A recent cookery course I attended included truffles – three different flavours, one including lime zest* which gives me the excuse to make some. They are so luscious I’m not sure they will get to their intended recipients … we just love ‘em! We rolled the truffles in a mix of plain and toasted coconut.
Here’s a recipe I found on the web which is similar to the one I used on the course.
Celeriac, not as often used by home cooks here as they do say in France, is frequently reduced in my local supermarket and it gives me the opportunity to produce Salmon with mustard coating, potato, pea and celeriac mash found on the BBC Good Food website. Again a recipe that works very well.

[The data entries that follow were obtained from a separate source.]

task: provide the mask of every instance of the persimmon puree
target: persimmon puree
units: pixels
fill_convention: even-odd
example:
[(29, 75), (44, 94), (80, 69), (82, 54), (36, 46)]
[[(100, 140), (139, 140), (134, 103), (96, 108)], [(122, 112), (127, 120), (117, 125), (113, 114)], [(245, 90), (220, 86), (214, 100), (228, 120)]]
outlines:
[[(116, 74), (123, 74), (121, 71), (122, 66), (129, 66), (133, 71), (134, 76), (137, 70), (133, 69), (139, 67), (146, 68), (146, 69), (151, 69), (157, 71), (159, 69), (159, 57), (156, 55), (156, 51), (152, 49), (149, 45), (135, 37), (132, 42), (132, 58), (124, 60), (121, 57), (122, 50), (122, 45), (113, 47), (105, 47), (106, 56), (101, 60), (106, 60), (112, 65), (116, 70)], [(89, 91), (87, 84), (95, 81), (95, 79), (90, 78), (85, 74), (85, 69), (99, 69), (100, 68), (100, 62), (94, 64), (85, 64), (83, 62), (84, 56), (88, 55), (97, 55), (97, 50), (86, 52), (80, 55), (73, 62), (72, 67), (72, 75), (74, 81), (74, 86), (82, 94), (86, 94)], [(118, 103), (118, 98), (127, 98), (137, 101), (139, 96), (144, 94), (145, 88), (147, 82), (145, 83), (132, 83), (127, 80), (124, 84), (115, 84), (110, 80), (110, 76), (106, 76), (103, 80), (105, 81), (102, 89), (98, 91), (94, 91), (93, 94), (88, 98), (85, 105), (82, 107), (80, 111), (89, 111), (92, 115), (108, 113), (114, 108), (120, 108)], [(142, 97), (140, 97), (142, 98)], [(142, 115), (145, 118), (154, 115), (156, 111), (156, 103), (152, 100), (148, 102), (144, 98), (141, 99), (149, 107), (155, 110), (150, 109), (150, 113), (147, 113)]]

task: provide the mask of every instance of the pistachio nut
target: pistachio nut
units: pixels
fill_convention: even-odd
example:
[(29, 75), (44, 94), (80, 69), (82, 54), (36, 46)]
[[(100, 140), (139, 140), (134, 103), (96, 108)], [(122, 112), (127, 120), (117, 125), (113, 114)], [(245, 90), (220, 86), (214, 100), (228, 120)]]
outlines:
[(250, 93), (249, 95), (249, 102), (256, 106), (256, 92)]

It’s this time of year when I look out for peaches and nectarines getting lower and lower in price and especially in the Reduced section. Then I usually reach for Elizabeth David’s cook book – At Elizabeth David’s Table – for her easy recipe Peaches in Wine. She tells us the best peaches for this dish are the yellow-fleshed variety. Dip the fruit in boiling water so the skins can be easily peeled off. Slice them straight into big wine glasses, sprinkle with sugar and pour a tablespoon or two of white wine into each glass. Preparing them too far ahead will make the fruit go mushy. If you would like to give the glasses an attractive look, before you start working on the fruit, put a little water in a saucer, put sugar in another saucer, holding the glass upside down gently dip the glass in the water, shake it to remove any excess water, dip the glass in the saucer of sugar, shake off any excess. Voila! You can now add the fruit and wine, carefully! This works with lots of different fruits and you could experiment with flavoured liqueurs – Cointreau and oranges, raspberries and pear vodka! Pears and raspberry liqueur, the list could go on … and on. Just experiment, great fun.
By the way, my favourite prune sweet is to use prunes soaked in white wine – could be red – for at least 3 months. I use screwtop jars, covered with cling film and the cap screwed on lightly, no need to tighten hard. This is so easy to do and makes a wonderful treat with custard! or cream or even better fromage frais, unsweetened. I keep them in a cupboard out of sight otherwise they are just too easy to dip into and devour the lot!
* For any recipe using lime zest be sure to remove the wax generally added to citrus fruit, unless marked as unwaxed. The easiest way to do this is to dunk the fruit in boiling water for 5 minutes, twice if needs be.